De acordo com informações da Agência Estado, na solenidade de abertura dos trabalhos deste ano do Legislativo, o ministro disse que o Judiciário tem feito esforço para ser mais ágil, eficiente e acessível à população e que esse é o caminho que continuará sendo seguido.
O presidente do STF mencionou números referentes a ações do Judiciário, como a liberação de 18 mil pessoas que estavam presas indevidamente. Esse total significa que 35 prisões indevidas foram revertidas por dia. Ele ressaltou, ainda, a busca por excelência na prestação dos serviços judiciários, os avanços tecnológicos que contribuem para esta eficiência e a transparência na execução dos trabalhos.
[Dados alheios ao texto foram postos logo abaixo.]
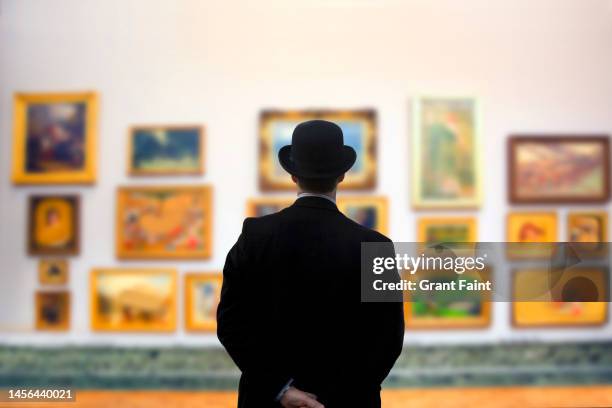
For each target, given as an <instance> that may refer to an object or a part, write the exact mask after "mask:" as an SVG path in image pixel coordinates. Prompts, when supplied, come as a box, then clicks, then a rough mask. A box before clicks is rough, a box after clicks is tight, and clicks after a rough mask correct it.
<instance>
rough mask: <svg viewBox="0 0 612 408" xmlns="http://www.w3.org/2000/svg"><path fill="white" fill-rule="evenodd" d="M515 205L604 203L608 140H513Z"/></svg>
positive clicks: (512, 192) (590, 138)
mask: <svg viewBox="0 0 612 408" xmlns="http://www.w3.org/2000/svg"><path fill="white" fill-rule="evenodd" d="M508 165H509V168H508V174H509V186H510V190H509V192H510V201H511V202H512V203H517V204H520V203H601V202H606V201H607V200H608V199H609V197H610V139H609V137H608V136H589V135H584V136H513V137H511V138H510V139H509V160H508Z"/></svg>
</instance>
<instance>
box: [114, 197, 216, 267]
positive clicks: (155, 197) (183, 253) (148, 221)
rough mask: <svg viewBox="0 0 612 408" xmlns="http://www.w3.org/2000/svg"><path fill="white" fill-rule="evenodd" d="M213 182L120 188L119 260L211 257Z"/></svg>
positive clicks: (117, 236) (117, 251)
mask: <svg viewBox="0 0 612 408" xmlns="http://www.w3.org/2000/svg"><path fill="white" fill-rule="evenodd" d="M212 223H213V209H212V187H211V186H207V185H182V186H146V187H119V188H118V190H117V214H116V243H115V244H116V252H117V257H118V258H120V259H186V260H190V259H206V258H209V257H210V256H212V240H213V236H212Z"/></svg>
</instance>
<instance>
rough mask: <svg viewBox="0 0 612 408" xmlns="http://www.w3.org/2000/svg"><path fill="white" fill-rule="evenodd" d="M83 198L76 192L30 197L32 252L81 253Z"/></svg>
mask: <svg viewBox="0 0 612 408" xmlns="http://www.w3.org/2000/svg"><path fill="white" fill-rule="evenodd" d="M79 203H80V200H79V196H76V195H44V196H43V195H37V196H32V197H30V200H29V212H28V253H29V254H30V255H78V253H79V242H80V227H79V219H80V204H79Z"/></svg>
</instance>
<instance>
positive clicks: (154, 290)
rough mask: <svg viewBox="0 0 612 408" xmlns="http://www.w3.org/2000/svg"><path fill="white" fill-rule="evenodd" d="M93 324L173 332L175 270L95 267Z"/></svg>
mask: <svg viewBox="0 0 612 408" xmlns="http://www.w3.org/2000/svg"><path fill="white" fill-rule="evenodd" d="M90 298H91V299H90V300H91V306H90V311H91V325H92V329H93V330H98V331H143V332H144V331H174V330H175V328H176V271H175V270H173V269H133V268H123V269H94V270H93V271H92V272H91V294H90Z"/></svg>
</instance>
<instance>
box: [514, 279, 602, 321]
mask: <svg viewBox="0 0 612 408" xmlns="http://www.w3.org/2000/svg"><path fill="white" fill-rule="evenodd" d="M607 290H608V274H607V272H606V271H605V270H604V269H598V268H580V269H570V270H566V271H563V272H562V273H555V272H553V273H549V271H548V270H546V269H521V270H518V271H515V273H514V284H513V291H514V295H513V298H514V302H513V304H512V319H513V323H514V324H515V325H516V326H517V327H543V326H593V325H602V324H604V323H605V322H606V321H607V316H608V302H607V300H608V298H607V296H608V295H607Z"/></svg>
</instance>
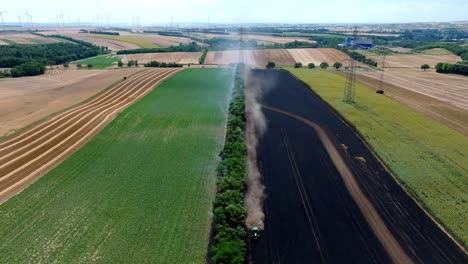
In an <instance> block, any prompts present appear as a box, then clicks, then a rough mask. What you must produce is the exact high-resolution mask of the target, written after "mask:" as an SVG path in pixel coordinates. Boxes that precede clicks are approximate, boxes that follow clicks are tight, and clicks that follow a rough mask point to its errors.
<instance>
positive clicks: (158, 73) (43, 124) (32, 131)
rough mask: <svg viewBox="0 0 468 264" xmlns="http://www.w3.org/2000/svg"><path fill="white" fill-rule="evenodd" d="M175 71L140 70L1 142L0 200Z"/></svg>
mask: <svg viewBox="0 0 468 264" xmlns="http://www.w3.org/2000/svg"><path fill="white" fill-rule="evenodd" d="M177 71H179V69H156V70H149V71H145V72H142V73H139V74H137V75H135V76H134V77H133V78H131V79H129V80H127V81H126V82H123V83H121V84H120V85H118V86H117V87H116V88H114V89H111V90H109V91H107V92H106V93H104V94H102V95H100V96H98V97H97V98H95V99H93V100H92V101H90V102H88V103H87V104H84V105H81V106H78V107H76V108H73V109H70V110H69V111H66V112H64V113H62V114H60V115H58V116H56V117H54V118H52V119H50V120H48V121H47V122H45V123H43V124H41V125H38V126H36V127H34V128H32V129H31V130H29V131H26V132H25V133H23V134H20V135H18V136H17V137H14V138H11V139H10V140H7V141H5V142H2V143H1V144H0V153H1V154H0V160H1V162H2V165H1V166H0V203H1V202H4V201H6V200H7V199H8V198H10V197H11V196H13V195H15V194H16V193H18V192H19V191H21V190H22V189H24V188H25V187H27V186H28V185H30V184H31V183H33V182H34V181H35V180H37V179H38V178H39V177H41V176H42V175H44V174H45V173H47V172H48V171H49V170H50V169H52V168H53V167H55V166H56V165H58V164H59V163H60V162H61V161H63V160H64V159H66V158H67V157H68V156H70V155H71V154H72V153H73V152H74V151H76V150H77V149H79V148H80V147H81V146H83V145H84V144H85V143H86V142H87V141H88V140H89V139H91V138H92V136H94V135H95V134H97V133H98V132H99V131H100V130H101V129H102V128H103V127H104V126H105V125H106V124H107V123H109V122H110V121H111V120H112V119H113V118H114V117H115V116H116V114H117V113H119V112H120V111H122V110H123V109H125V108H126V107H128V106H130V105H131V104H133V103H134V102H136V101H137V100H139V99H140V98H142V97H143V96H145V95H146V94H147V93H149V92H150V91H151V90H152V89H153V87H154V86H155V85H157V84H159V83H160V82H162V81H163V80H165V79H167V78H168V77H170V76H171V75H172V74H174V73H175V72H177ZM4 150H8V151H4ZM12 153H13V154H12Z"/></svg>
Na mesma solenidade, o presidente da Câmara, deputado Michel Temer (PMDB-SP), falou da importância de prevalecer a harmonia entre os Poderes Executivo, Legislativo e Judiciário. "Nos regimes autoritários, se destaca muito a independência. Já no regime democrático, prevalece a harmonia entre os Poderes", afirmou.
O deputado contou, em função do momento que vive o país, que sente "alegria cívica" em presidir a Câmara. Ressaltou que o Brasil está em um momento de implantação definitiva da democracia, o que rompe a tendência do país de viver ciclos de 20 a 30 anos de alternância entre regimes autoritários e governos democráticos.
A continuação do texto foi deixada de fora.